Uma equipa de trenó é atrelada em pares ao longo de uma linha central, com cães líderes colocados à frente para receber direções do condutor atrás deles. Ninguém no centro está a atuar para uma plateia. Os animais são animais de trabalho, mantidos para um trabalho que acontece seja qual for o tempo, e o ruído e o movimento à volta do canil refletem isso claramente, em vez de qualquer chegada encenada e limpa feita para uma fotografia.
O Acampamento e a Gamme
Para além do canil, o centro tem um acampamento construído à volta de uma Gamme, uma cabana tradicional Sami de turfa e madeira. É onde o grupo se reúne à volta de uma fogueira depois do trenó estar feito, e é um edifício simples, baixo e prático, em vez de algo construído para parecer impressionante por fora para um visitante que passa.

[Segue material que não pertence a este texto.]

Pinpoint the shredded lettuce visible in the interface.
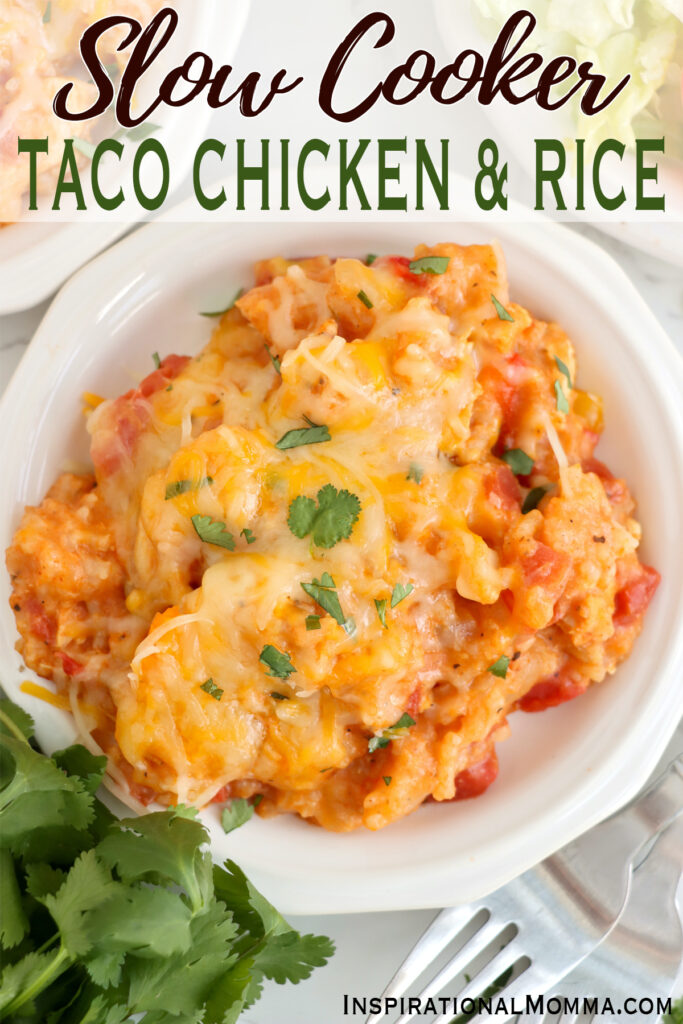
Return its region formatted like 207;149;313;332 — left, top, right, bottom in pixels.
473;0;683;157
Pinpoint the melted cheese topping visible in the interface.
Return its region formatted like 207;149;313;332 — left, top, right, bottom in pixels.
6;245;651;829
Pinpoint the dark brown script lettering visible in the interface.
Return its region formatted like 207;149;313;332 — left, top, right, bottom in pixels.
53;7;303;128
318;10;631;123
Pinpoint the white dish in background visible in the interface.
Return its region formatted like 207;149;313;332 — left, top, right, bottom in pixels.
0;205;683;913
433;0;683;267
0;0;250;316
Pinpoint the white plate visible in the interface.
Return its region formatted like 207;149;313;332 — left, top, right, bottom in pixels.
0;205;683;913
0;0;250;316
433;0;683;267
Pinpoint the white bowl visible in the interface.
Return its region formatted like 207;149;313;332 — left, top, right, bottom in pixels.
0;0;250;316
0;207;683;913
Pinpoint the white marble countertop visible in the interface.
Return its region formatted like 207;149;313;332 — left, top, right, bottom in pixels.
0;220;683;1024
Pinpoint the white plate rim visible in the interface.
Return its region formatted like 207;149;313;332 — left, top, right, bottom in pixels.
0;192;683;913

Estar sentado dentro de uma Gamme depois de tempo num trenó no frio é um alívio físico direto: a fogueira está perto, o teto é baixo, e o calor é imediato em vez de gradual como o aquecimento de um quarto de hotel. É a parte do dia construída em torno da quietude, deliberadamente contrastada com a hora ou mais passada em movimento no vento lá fora, e muda o ritmo de toda a visita.
25 min
A transferência incluída do centro de Tromso para o canil em Kvaloya demora cerca de 25 minutos em cada sentido.
Chegar no Escuro, ou na Luz Azul do Meio-Dia
Tromso fica suficientemente a norte para que em dezembro e janeiro o sol não ultrapasse o horizonte de todo. Isso não significa que o meio do dia seja escuro: um longo crepúsculo azul instala-se sobre Kvaloya durante várias horas à volta do meio-dia, nem luz do dia nem noite, e é sob esta luz, não sob um céu negro, que a maioria das chegadas ao centro acontece durante as semanas mais escuras do ano.
Fora desses dois meses mais escuros, a luz do dia regressa em fases durante o inverno, pelo que a mesma viagem até Kvaloya pode significar sair do autocarro para luz da manhã plena, crepúsculo, ou aquela hora azul plana, dependendo da data e da hora reservada. O canil e a Gamme parecem diferentes sob cada uma destas, e nenhuma delas é encenada para efeito: é simplesmente o que o extremo norte faz a uma tarde de trabalho comum na ilha.
Nem Natureza Selvagem nem Espetáculo
Em conjunto, o cenário é um meio-termo deliberado, e é importante saber isso antes de ir, em vez de o descobrir no autocarro. Não é interior remoto: a transferência dura vinte e cinco minutos, a ilha tem estradas e quintas pelo caminho, e o centro é uma operação em pleno funcionamento, não um posto avançado isolado a que se chega de mota de neve.
Também não é uma versão de parque temático de trenós puxados por cães, construída apenas para visitantes e montada a poucos passos de um parque de estacionamento, sem nada por trás. O que é, na realidade, situa-se entre essas duas imagens: um canil verdadeiro de cães de trabalho, uma cabana Sami autêntica com uma fogueira acesa, numa ilha que é genuinamente rural sem ser remota. Saber isto antecipadamente é a diferença entre chegar desapontado por não ser natureza selvagem mais profunda e chegar preparado para exatamente o que lá está, nos seus próprios termos.